Our biomarker analysis reveals actionable stratification tools. Lynch syndrome has been reported to not only show a better prognosis (40, 41) but also a better response to immunotherapy (NICHE 2 trial) (14) compared with sporadic MSI-H/dMMR CRC, but negative results have also been reported (42). Despite the controversy, our results suggest that Lynch syndrome is a strong protective factor in reducing postoperative recurrence (0% vs 8.8% in sporadic cases). The possible mechanism is that Lynch-associated tumors exhibit higher neoantigen burden and T-cell infiltration (43). Current guidelines define MSI-H/dMMR as a low-risk factor regardless of the results of traditional high-risk factors, such as vascular and perineural invasion (23, 24, 27). Our results suggest that perineural invasion should still be considered as a prognostic stratification and treatment guidance factor in MSI-H/dMMR CRC patients. Lynch-negative and perineural invasion together identify patients in need of intensive therapy, while patients without high-risk markers can be considered for treatment de-escalation, such as Lynch syndrome.

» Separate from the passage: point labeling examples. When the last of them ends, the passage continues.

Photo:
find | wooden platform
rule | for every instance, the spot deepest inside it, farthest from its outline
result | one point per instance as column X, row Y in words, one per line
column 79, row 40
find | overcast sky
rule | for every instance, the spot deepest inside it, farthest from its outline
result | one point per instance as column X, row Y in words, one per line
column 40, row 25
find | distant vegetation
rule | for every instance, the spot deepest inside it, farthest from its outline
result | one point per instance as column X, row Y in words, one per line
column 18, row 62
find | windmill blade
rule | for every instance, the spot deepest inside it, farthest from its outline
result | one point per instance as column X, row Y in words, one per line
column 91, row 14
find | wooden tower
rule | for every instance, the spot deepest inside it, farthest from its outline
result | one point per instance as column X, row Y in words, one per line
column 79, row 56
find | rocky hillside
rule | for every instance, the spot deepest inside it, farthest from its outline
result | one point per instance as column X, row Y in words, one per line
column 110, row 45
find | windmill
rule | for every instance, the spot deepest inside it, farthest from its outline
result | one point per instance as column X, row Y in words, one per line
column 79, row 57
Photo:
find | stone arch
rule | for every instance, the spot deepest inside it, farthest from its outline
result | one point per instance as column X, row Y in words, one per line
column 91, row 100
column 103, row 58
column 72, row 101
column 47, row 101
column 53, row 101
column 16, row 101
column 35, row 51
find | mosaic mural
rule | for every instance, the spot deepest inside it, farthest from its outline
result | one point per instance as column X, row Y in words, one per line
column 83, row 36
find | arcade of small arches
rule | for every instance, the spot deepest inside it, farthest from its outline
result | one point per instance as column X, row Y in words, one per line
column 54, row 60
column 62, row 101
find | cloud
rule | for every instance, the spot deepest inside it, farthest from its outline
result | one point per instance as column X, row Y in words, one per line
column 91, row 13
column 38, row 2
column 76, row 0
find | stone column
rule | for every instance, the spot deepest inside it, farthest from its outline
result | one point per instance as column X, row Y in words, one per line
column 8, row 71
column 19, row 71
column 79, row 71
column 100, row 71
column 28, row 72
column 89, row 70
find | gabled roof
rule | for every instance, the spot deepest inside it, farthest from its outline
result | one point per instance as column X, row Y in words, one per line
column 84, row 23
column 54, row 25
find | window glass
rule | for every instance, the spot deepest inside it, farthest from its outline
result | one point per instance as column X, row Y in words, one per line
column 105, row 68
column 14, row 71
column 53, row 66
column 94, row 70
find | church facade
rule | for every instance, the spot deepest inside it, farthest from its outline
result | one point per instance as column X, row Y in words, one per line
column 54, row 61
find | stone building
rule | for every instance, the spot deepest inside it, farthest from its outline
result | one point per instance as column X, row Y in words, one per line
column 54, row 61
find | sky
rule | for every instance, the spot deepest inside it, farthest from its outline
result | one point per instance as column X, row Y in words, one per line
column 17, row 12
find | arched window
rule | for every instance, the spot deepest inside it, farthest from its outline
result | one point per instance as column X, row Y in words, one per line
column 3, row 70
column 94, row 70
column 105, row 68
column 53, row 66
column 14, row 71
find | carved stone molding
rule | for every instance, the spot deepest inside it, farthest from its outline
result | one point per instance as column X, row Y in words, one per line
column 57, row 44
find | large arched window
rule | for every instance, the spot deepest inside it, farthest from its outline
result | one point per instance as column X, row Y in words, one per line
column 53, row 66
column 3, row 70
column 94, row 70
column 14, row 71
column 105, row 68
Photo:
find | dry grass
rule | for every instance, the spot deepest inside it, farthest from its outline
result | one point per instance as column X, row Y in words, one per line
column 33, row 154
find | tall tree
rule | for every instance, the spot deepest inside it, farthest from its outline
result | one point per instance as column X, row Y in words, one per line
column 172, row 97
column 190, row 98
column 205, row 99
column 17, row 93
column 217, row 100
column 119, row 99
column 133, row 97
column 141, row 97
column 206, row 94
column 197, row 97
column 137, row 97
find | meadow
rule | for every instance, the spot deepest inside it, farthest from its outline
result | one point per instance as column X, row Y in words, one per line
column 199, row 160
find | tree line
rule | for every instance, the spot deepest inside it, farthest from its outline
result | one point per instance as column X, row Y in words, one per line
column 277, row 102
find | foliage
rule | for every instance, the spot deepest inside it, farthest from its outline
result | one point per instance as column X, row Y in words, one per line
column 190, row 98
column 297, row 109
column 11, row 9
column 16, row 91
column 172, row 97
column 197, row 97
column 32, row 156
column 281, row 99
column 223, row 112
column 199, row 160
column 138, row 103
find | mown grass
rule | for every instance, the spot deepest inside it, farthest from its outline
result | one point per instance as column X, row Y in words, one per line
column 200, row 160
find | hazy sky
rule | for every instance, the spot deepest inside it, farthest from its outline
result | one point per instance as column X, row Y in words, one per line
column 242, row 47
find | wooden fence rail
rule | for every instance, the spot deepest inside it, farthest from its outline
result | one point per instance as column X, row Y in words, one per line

This is the first real-world study comparing immunotherapy and chemotherapy as postoperative adjuvant therapy for MSI-H/dMMR CRC. However, study have limitations include retrospective design and modest recurrence events (n=18) constraining multivariate analysis. The chemotherapy cohort’s higher recurrence (10.07% vs immunotherapy’s 0%) may reflect residual confounding by high-risk feature clustering. Ongoing clinical trials will prospectively validate our framework, such as PACE trial (NCT05236972) for ICI monotherapy (44). Future research must define optimal ICI duration and integrate emerging biomarkers like ctDNA clearance, particularly for pCR patients where adjuvant omission appears safe. Which is better, preoperative neoadjuvant immunotherapy or postoperative adjuvant immunotherapy? Moreover, cost-effectiveness analyses should evaluate WW/immunotherapy against chemotherapy in resource-limited settings.
Our results establish a strategic framework for postoperative management of stage II/III MSI-H/dMMR CRC (
Figure 4
). For stage II patients, WW demonstrates non-inferior DFS to immunotherapy, validating current guideline endorsements for WW strategy in this subgroup. Conversely, in stage III patients, immunotherapy may outperform guideline-recommended chemotherapy, emerging as a superior alternative for DFS optimization. We further emphasize the need to individualize treatment based on the strategic framework, by using postoperative recurrence risk factors (Lynch-negative, perineural invasion) to facilitate precise risk stratification and minimize overtreatment.